C’est principalement en soins palliatifs, autour des questions de la mort que l’impuissance est valorisée : voir par exemple : « Pour une éthique de l’impuissance- Levinas. »[5]. La spécificité des soins palliatifs – mais n’est-ce pas vrai de tout soin ? – réside dans le face-à-face assumé avec l’approche de la mort. L’impuissance n’est pas alors celle de la médecine mais celle de la condition humaine, définie par l’écart entre le rêve de toute-puissance et la confrontation aux limites du réel. Il est également éthique et philosophique : l’intégration dans la pratique des soignants et des bénévoles d’une part assumée d’impuissance semble ouvrir une brèche dans l’éthique du devoir, fondée sur l’exercice de la « volonté bonne ». Comme si « accomplir son devoir » devenait une formule inopérante face à l’inéluctable. Comme si une forme de responsabilité éthique s’inaugurait dans l’épreuve de l’impuissance. Parcourons tout d’abord le socle éthique sur lequel repose la référence à la puissance pour valider l’agir. La notion de vertu en dit déjà long sur la conjonction entre morale et pouvoir dans les philosophies antiques et classiques. La virtu latine, c’est la « virilité », la puissance, la maîtrise de la raison sur les passions. L’action digne de louange est celle par laquelle s’exerce une puissance sur les choses et sur soi-même, celle par laquelle l’humanité domine la nature hors de soi et en soi. Comme si l’impuissance, conçue comme échec, devait à tout prix être surmontée ou peut-être vengée. La pensée de Lévinas développe les figures de l’impuissance –la fatigue, l’insomnie, la paresse – pour montrer qu’il n’y a pas que la volonté qui puisse être bonne, mais que la rencontre du visage, dans sa nudité et sa fragilité, est une épreuve éthique décisive.[6]
Nous reviendrons aussi sur Freud qui pose l’impuissance comme la source de tous les motifs moraux. Quel est le rapport de l’impuissance à l’impossible ? Y a -t-il d’autres impossibles que le Réel ? Tout autre impossible est construit, située : « ça pourrait ne pas être ».
Impossible : Étymol. et Hist. A. Adj. 1. Ca 1227 « qui ne peut être, qui ne peut se faire » chose impossible « très difficile » (J. Froissart, Chron., éd. G. Raynaud, IX, 97 : lieu impossible pour assiéger); 3. a) 1784 « qui dépasse les limites de l’ordinaire, extravagant » 1843 « qui semble ne pas pouvoir exister, fantastique, irréel » (Gautier, Tra los montes, p. 118 : On se sent transporté dans un monde inouï, impossible et cependant réel); c) 1862, mars « qui ne peut pas avoir d’issue, de solution » situation impossible (Goncourt, loc. cit.); 4. a) 1828 « qui ne convient pas; qui ne correspond plus à la situation donnée » (Guizot, Hist. civilisation, 3eleçon, p. 20); b) 1857 « insupportable [en parlant d’une personne] Empr. au lat.impossibilis « qui ne peut pas être, qui ne peut pas se faire », en b. lat. au sens actif de « qui ne peut agir », dér. avec le préf. in- à valeur négative de possibilis (possible*).

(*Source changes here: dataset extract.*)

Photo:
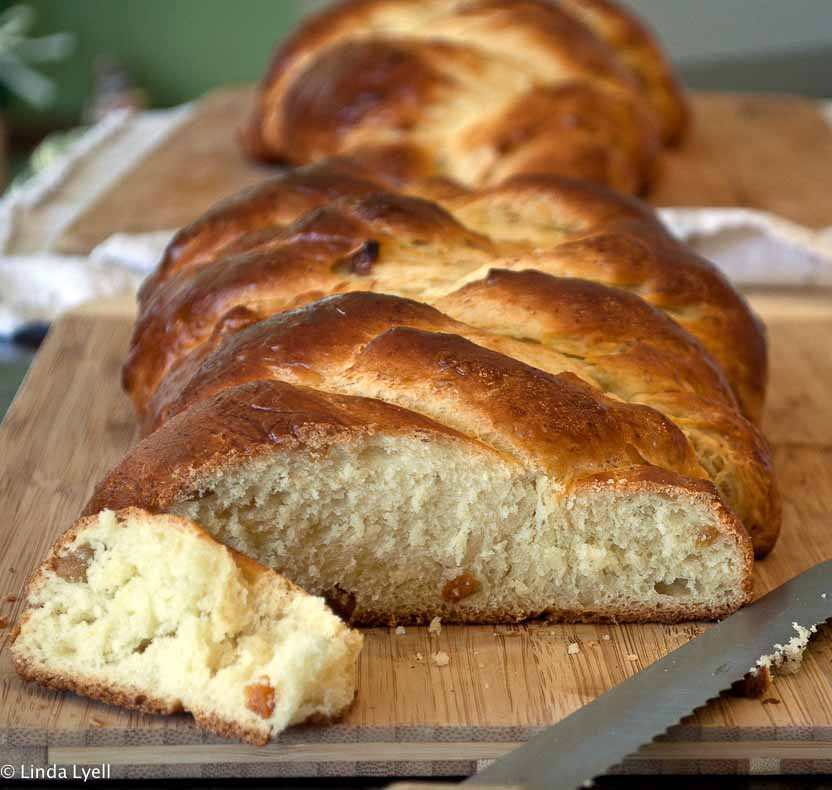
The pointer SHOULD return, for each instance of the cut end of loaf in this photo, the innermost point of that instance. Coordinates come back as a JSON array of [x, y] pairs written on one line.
[[399, 529], [148, 611]]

A. − [En parlant de choses]
1. [D’un point de vue objectif] Qui ne peut être ou ne peut se produire ; dont l’existence est exclue. Événement impossible. Que deux soit à la fois pair et impair est impossible (Piguet1960) :
♦ Sans issue, très difficile.
2. [D’un point de vue subjectif] Qui ne peut être réalisé ni imaginé. Synon. Incroyable
B. − [En parlant de pers.]
1. Dont le caractère, le comportement, les pratiques sont difficilement supportables.

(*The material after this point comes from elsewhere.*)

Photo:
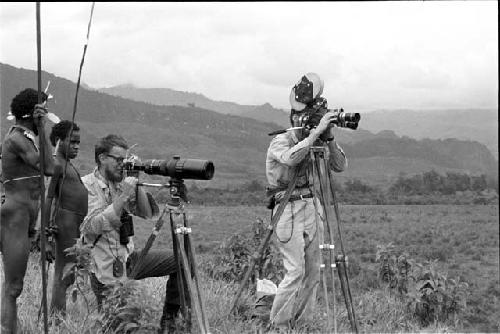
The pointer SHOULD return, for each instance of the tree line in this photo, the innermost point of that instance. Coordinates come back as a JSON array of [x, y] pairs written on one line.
[[425, 188]]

2. Inaccessible, ingouvernable, indomptable
Synonymes : Difficile, incroyable, impraticable, insupportable, invivable, inadmissible, extravagant, bizarre, absurde
Là où les définitions de l’impuissance concernaient en premier les lieux des personnes, la notion d’impossible concerne en premier des choses, des actions. Contrairement à une idée courante, pour Paolo Virno c’est l’augmentation infinie des puissances (des possibles) qui génère une paralysie frénétique. Pour lui, l’impuissance découle de l’abondance et non de la pénurie. « Les formes de vie contemporaines sont marquées par l’impuissance. Une paralysie frénétique affecte l’action et le discours. Qu’il s’agisse d’un amour idyllique ou de la lutte contre les beaux messieurs du travail précaire, on ne parvient ni à faire ce qu’il faudrait faire, ni même à encaisser de manière appropriée les coups que nous subissons…Les formes de vie contemporaines sont marquées par une impuissance due à l’excès désordonné de puissance, c’est-à-dire provoquées par l’accumulation oppressante et lancinante de capacités, de compétences, d’aptitude. La lamentation apathique sur un prétendu manque de dynamis (terme par lequel les Anciens désignaient la puissance) s’avère n’être d’aucun secours pour comprendre l’esprit du temps. Ne sont en cause, ni un vide incongru, ni une pénurie affligeante. Il s’agit plutôt de la surabondance d’une dynamis (puissance) qui, empêchée pour de nombreuses et différentes raisons de se convertir en un ensemble d’actes soigneusement conçus, ne fait que stagner et macérer. D’une dynamis vouée à se périmer comme de la nourriture qui s’accumule au fond d’un réfrigérateur ».[7]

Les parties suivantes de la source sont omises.